I'm sorry, I wasn't trying to be arrogant, but your advice was not good. A person who didn't know a lot about unix would get quite confused and stuck with that I think.

Firstly, you sent me to the wrong place to change the shell. Secondly, that would basically block logins which most people use, as not everyone uses those switches, although I do, but even then not all the time.

Thirdly, this bit is my fault for not stating the clients more clearly, but not all clients will be the ssh command line and therefore you cannot assume that all clients will have the -N switch. For example, one person who will need this is purely non-technical windows user using putty. Therefore I'd like to keep it as simple as possible.

Although in retrospect, I can actually do as you have suggested since putty does support this option.

What do you think about the cat idea though? It makes the user's life simpler... no -N required... and I can't yet find a real security problem with doing that....

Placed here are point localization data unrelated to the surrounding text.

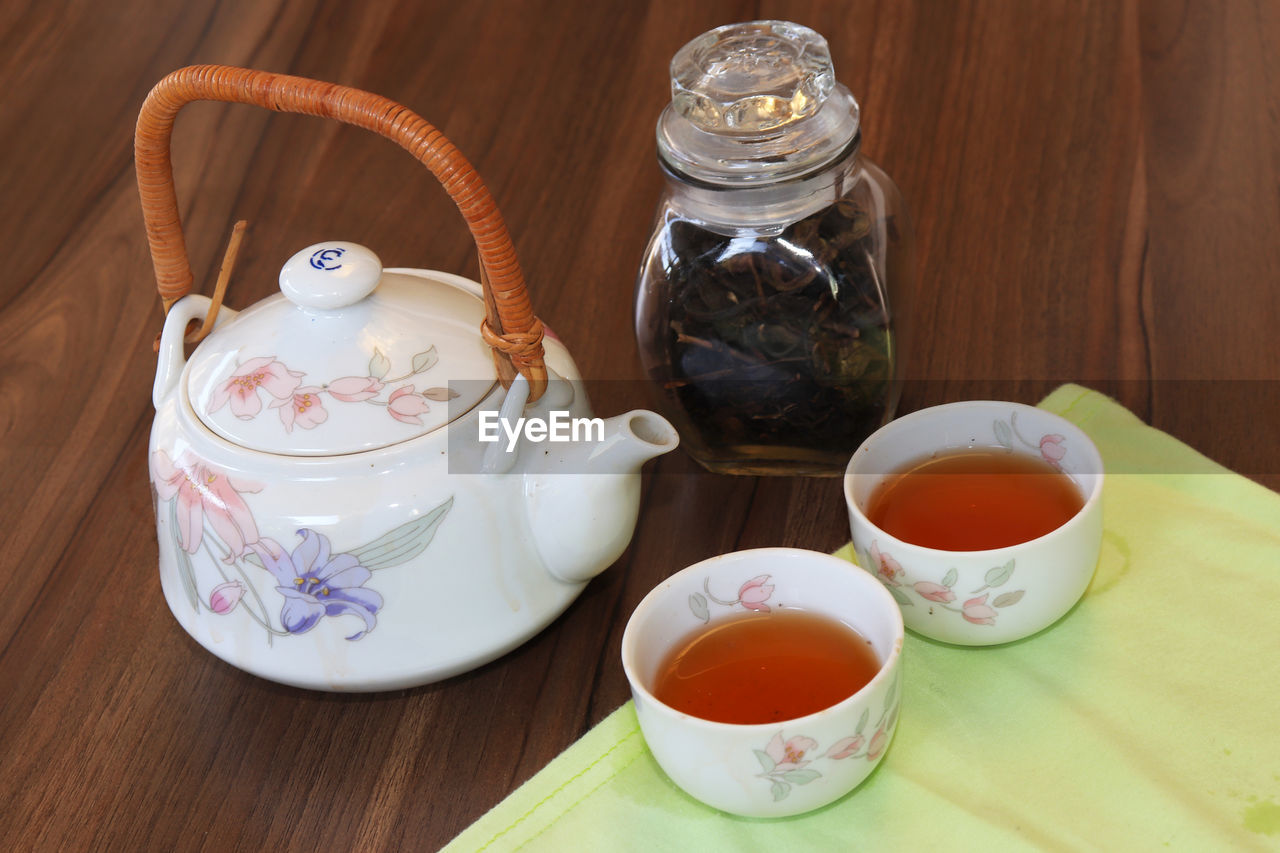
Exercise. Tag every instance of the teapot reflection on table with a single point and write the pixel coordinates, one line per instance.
(330, 512)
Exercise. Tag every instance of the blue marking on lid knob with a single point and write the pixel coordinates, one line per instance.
(327, 259)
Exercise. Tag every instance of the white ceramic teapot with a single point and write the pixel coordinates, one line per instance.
(330, 509)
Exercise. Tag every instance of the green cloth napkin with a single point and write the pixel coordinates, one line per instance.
(1147, 719)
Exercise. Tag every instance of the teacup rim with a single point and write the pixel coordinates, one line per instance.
(932, 411)
(874, 587)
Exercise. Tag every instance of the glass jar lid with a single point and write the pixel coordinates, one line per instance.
(347, 357)
(754, 103)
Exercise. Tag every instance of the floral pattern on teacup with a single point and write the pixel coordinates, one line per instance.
(979, 609)
(786, 762)
(752, 594)
(218, 546)
(304, 406)
(1051, 447)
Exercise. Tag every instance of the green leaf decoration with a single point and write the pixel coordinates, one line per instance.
(1005, 600)
(801, 776)
(379, 364)
(999, 575)
(698, 603)
(424, 360)
(402, 543)
(899, 596)
(186, 571)
(1004, 434)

Fourthly, thanks very much for trying to help me. Sorry for the odd reaction, I had another user tell me complete garbage on another forum previously, challenged his bad advice only to have 2 other people join the thread telling me he'd also given extremely bad advice to them, so it looked like this was also the case. Apologies again. Here is that thread if you want a laugh http://www.softwaretipsandtricks.com/forum/windows-xp/34639-windows-4gb-limit.html

----------